The greater the separation between office and service, the less control the office has on HIPAA compliance and the greater the risk of violations that will ultimately be the office’s responsibility.

Is the office doing its part?

Managers also need to be aware of their own responsibilities, Harris says. Many seemingly minor things can affect both efficiency and price. She makes several recommendations.

One is to send the patient schedule at the start of the day so the company can complete each job without having to interrupt it for lack of data. Her advice is to send the schedule at the beginning of the day even if there are going to be add-on appointments. Then send the completed schedule at the end of the day so the company can pick up that extra information.

Another recommendation is to “ask the doctors to slow down for the first two weeks” when the office starts using a new company.

Another is to explain to the physicians that they should edit their transcription as little as possible. “Some doctors edit constantly,” she says, and the office winds up with slower service, extra costs, and loss of the doctors’ productivity.

And here are yet two more recommendations.

First, set a turnaround time that will allow for the level of accuracy the office wants. With a 48-hour turnaround, everything should be accurate, she says. But when the customer needs the transcription in just a few hours, the accuracy rate will be lower.

And second, be clear about the format the office needs so the company can set up a template that meets those requirements exactly.

What’s the accuracy rate?

What sort of accuracy should the office expect?

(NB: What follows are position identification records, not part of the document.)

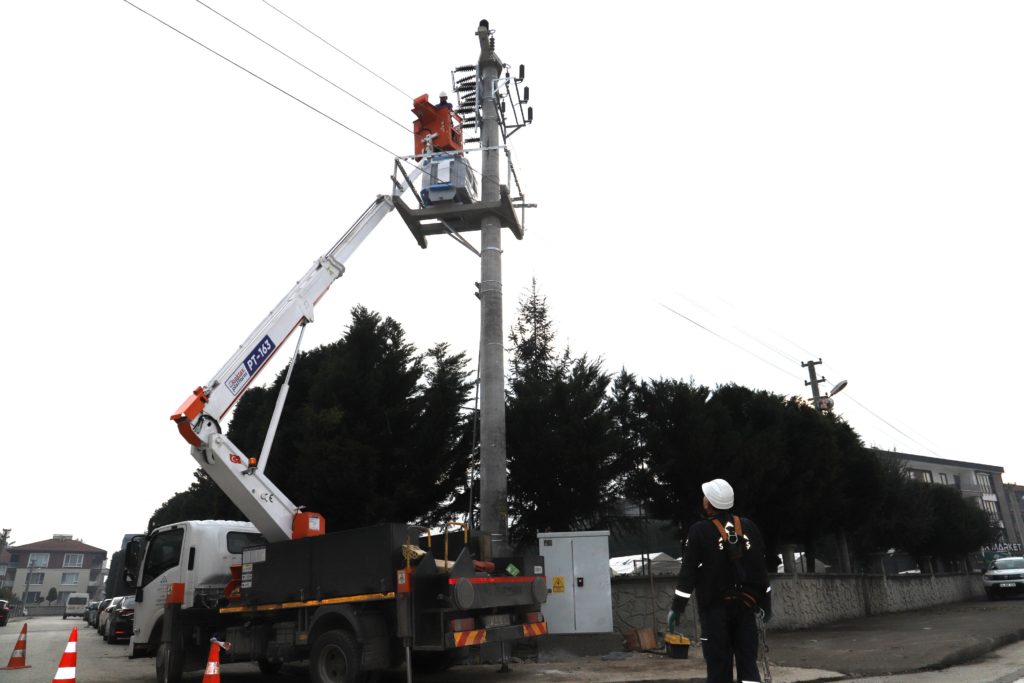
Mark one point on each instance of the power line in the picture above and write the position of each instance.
(336, 49)
(892, 426)
(745, 350)
(317, 75)
(728, 341)
(260, 78)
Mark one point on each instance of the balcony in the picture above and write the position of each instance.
(971, 489)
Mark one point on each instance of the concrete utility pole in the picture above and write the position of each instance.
(814, 382)
(494, 479)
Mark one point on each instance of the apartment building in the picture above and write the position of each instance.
(977, 482)
(61, 563)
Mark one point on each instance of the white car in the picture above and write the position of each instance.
(1004, 577)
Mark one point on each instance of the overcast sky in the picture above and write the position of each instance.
(724, 190)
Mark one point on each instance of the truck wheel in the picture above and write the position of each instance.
(335, 658)
(170, 662)
(432, 663)
(269, 667)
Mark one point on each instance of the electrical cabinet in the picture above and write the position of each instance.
(579, 582)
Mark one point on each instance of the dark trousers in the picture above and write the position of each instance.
(729, 631)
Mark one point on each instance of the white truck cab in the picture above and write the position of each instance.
(198, 554)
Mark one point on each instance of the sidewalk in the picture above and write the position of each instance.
(932, 638)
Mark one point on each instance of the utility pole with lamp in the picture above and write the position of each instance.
(492, 102)
(824, 404)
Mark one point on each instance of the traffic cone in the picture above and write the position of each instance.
(17, 656)
(66, 670)
(212, 674)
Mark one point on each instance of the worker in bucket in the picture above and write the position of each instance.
(724, 561)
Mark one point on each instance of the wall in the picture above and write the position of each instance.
(803, 600)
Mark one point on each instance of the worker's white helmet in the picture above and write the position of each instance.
(719, 494)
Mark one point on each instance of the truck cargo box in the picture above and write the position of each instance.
(357, 561)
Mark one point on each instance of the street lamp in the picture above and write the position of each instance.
(825, 403)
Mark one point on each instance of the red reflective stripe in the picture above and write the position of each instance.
(496, 580)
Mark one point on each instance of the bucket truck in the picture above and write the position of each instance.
(279, 588)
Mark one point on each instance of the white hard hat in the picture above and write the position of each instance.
(719, 494)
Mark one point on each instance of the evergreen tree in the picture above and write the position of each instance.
(561, 455)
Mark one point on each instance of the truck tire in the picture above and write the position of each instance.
(335, 658)
(432, 663)
(170, 663)
(269, 667)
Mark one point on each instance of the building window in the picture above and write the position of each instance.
(991, 507)
(921, 475)
(39, 559)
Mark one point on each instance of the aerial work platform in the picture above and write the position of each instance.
(453, 217)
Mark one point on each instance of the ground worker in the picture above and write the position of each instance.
(724, 560)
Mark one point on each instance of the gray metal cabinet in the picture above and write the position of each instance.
(579, 582)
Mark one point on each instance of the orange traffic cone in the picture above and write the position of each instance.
(17, 656)
(69, 660)
(212, 674)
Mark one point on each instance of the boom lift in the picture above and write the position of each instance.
(242, 477)
(281, 589)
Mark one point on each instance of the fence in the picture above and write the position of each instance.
(802, 600)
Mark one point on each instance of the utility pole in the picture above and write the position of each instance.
(823, 404)
(494, 479)
(814, 382)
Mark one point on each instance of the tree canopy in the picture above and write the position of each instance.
(375, 430)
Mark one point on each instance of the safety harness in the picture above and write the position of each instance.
(732, 541)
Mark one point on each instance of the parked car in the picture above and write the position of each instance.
(1004, 577)
(104, 616)
(122, 619)
(99, 610)
(76, 604)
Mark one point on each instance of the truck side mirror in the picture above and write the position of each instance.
(133, 555)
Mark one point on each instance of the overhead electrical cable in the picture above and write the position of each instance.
(847, 395)
(749, 335)
(728, 341)
(314, 73)
(286, 92)
(891, 425)
(260, 78)
(333, 47)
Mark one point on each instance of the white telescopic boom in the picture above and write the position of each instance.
(199, 416)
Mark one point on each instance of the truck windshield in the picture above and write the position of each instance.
(164, 553)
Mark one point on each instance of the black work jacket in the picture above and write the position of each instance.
(708, 569)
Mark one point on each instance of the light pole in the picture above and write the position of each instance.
(25, 595)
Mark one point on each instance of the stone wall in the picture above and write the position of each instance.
(802, 600)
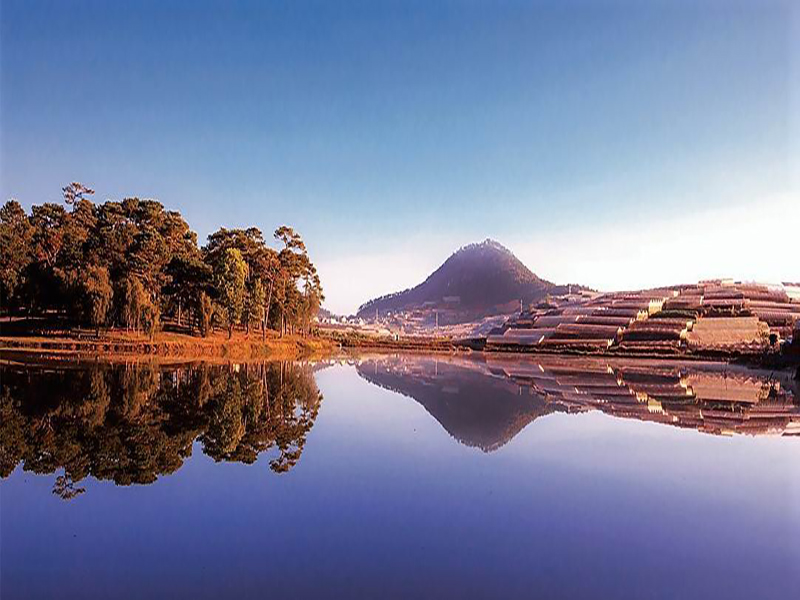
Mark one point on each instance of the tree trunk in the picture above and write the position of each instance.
(269, 303)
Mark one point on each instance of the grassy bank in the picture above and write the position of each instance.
(167, 344)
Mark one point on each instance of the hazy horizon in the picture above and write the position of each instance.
(635, 145)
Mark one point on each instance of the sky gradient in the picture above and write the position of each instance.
(614, 144)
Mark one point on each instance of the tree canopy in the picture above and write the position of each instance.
(135, 264)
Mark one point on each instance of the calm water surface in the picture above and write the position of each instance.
(399, 477)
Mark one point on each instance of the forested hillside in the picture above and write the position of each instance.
(134, 264)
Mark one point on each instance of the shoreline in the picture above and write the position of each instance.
(166, 346)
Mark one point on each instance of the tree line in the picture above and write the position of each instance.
(133, 263)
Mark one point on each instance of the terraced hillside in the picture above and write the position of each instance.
(711, 317)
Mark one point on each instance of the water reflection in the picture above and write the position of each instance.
(133, 423)
(486, 401)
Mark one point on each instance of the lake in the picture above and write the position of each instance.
(397, 477)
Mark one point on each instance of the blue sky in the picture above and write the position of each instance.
(592, 138)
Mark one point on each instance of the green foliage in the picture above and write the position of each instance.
(64, 259)
(96, 295)
(205, 310)
(230, 278)
(15, 240)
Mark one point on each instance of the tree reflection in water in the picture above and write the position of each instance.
(132, 423)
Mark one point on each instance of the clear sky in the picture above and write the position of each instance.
(615, 144)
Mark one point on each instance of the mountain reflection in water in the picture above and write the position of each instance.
(132, 423)
(485, 402)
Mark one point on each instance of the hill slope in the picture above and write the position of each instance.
(478, 279)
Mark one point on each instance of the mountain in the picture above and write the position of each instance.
(477, 280)
(474, 407)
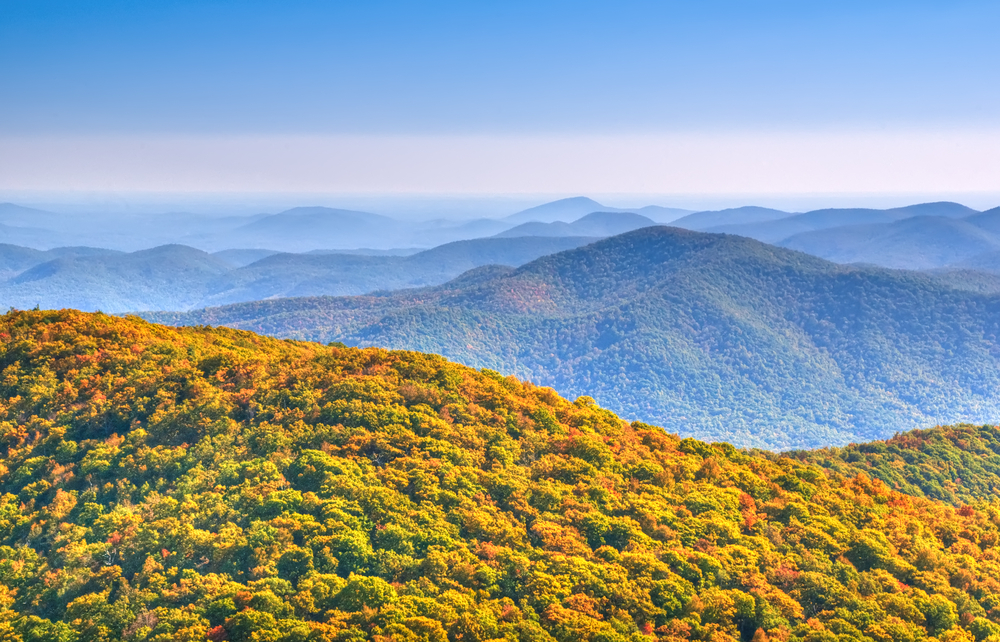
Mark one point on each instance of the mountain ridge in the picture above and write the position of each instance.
(710, 335)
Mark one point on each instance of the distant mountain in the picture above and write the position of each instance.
(662, 215)
(711, 335)
(567, 209)
(988, 220)
(239, 258)
(30, 217)
(15, 259)
(348, 274)
(733, 216)
(595, 224)
(176, 277)
(777, 230)
(921, 242)
(986, 262)
(172, 275)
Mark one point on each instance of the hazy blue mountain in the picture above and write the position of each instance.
(712, 335)
(971, 280)
(171, 275)
(239, 258)
(777, 230)
(176, 277)
(567, 209)
(29, 217)
(347, 274)
(15, 259)
(988, 220)
(732, 216)
(595, 224)
(920, 242)
(985, 262)
(439, 232)
(662, 215)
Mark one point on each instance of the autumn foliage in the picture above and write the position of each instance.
(211, 484)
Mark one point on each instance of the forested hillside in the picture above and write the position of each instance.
(210, 484)
(714, 336)
(957, 464)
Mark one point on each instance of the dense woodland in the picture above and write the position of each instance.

Accuracy can be measured a number of ways. Most often, it’s by the percentage of errors per number of lines or per number of files.

But don’t get tied to calculations, Harris says. Put equal weight on whether the company corrects whatever errors the office flags and doesn’t repeat them.

And be sure to flag the errors. “In our line of business, no news is good news,” Harris says. Unless the company hears otherwise, it assumes all is well.

Errors differ in seriousness. The Association for Healthcare Documentation Integrity headquartered in Modesto, CA, puts them into four categories:

Critical errors. These affect patient safety – medical word misuse, incorrect drug or dosage, incorrect lab values and test names, omitted dictation, and patient identification error.

Major errors. These affect document integrity – misspellings, transcription that’s different from the dictation, failure to flag a document for clarification, leaving a term blank instead of researching it, and failure to follow the office’s preferences.

Minor errors. These are typos as well as errors in grammar, punctuation, and formatting.

Dictation Flaws. These vary and can be critical, major, or minor.

Errors in medical words aren’t easy to avoid, Harris says, because terms are often spelled more than one way and also because there’s a constant stream of new medication products. What’s more, the doctor may mispronounce a product name or may dictate an incorrect spelling that the patient has written down.

For best accuracy, the company should flag just about all medicines as well as allergies for physician review. And along with that, the physicians should spell out anything that could cause confusion.